The Constitutional Court judgement is the final verdict in the long running battle in which Fli-Afrika Travel (Pvt) Ltd has been pursuing compensation from SAFA for monies they claim they were deprived of during the FIFA 2010 World Cup.

On 4 March 2020, Fli-Afrika had lost a Supreme Court of Appeal judgment after SAFA had appealed against the High Court finding that had ruled in favour of the travel agency. Then, 5 Judges of Appeal in the SCA found unanimously in favour of SAFA, upholding the appeal with costs, including the costs of two counsel. Fli-Afrika then decided to take the matter to the Constitutional Court which dismissed their appeal with costs on Wednesday.

The background to this case was that Fli-Afrika instituted an action in the Gauteng High Court for damages on the basis of what it alleged was a breach of a joint-venture agreement on the part of SAFA. The High Court dismissed Fli-Afrika’s claim, but it was then successful in an appeal to the full bench of the High Court.

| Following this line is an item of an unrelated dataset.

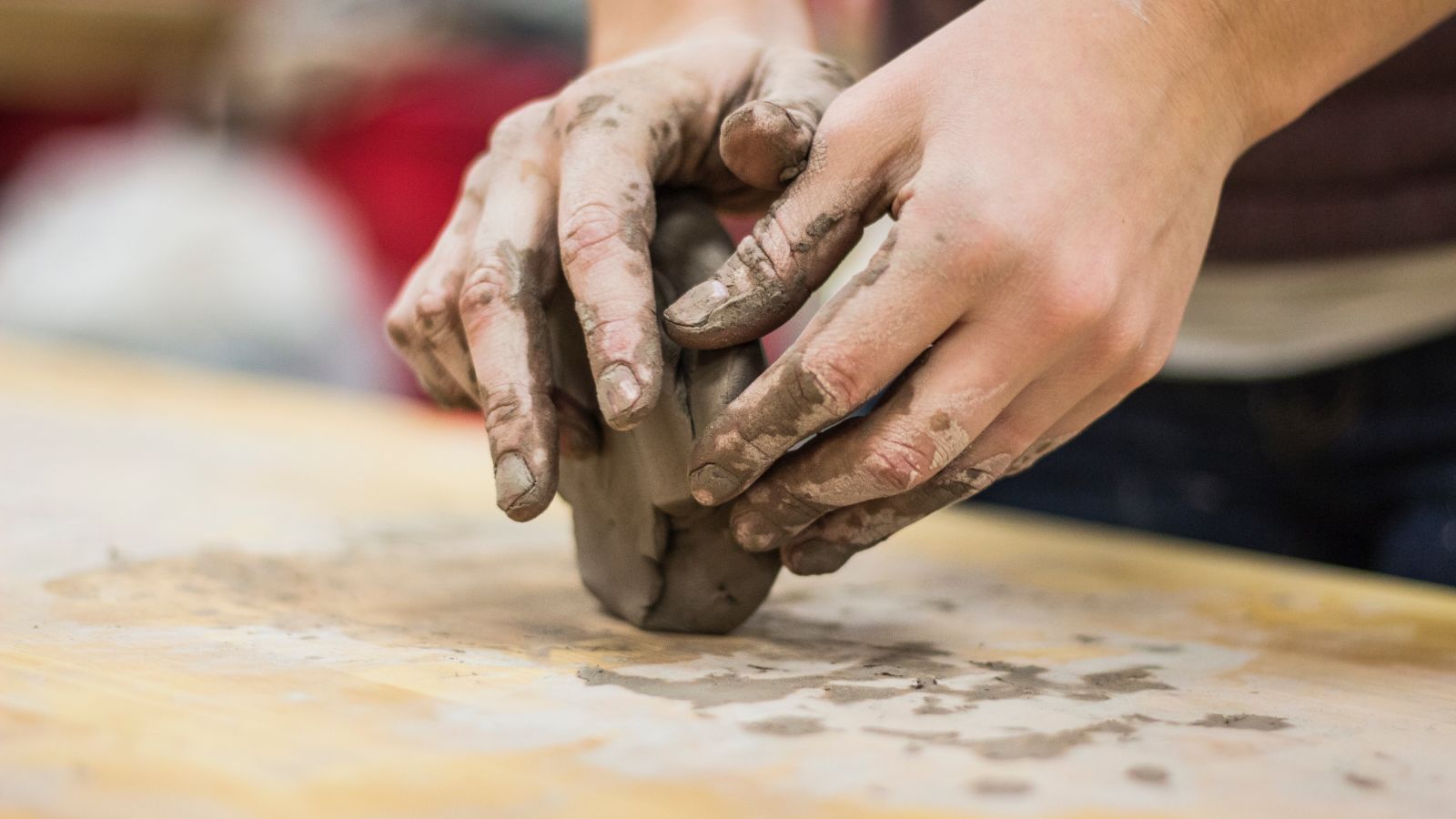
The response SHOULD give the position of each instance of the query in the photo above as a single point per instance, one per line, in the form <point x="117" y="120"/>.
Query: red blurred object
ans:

Fli-Afrika’s claim was based on clauses 3 and 4 of the service level agreement concluded between it and SAFA on 23 January 2009 (“the SLA”). Fli-Afrika’s case was that SAFA was not only under an obligation, in terms of the SLA, to provide it with tickets to the 2010 FIFA World Cup, but that it was also under an obligation, in terms of the SLA, to pay for the accommodation and other travel arrangements that Fli-Afrika had already made and paid for.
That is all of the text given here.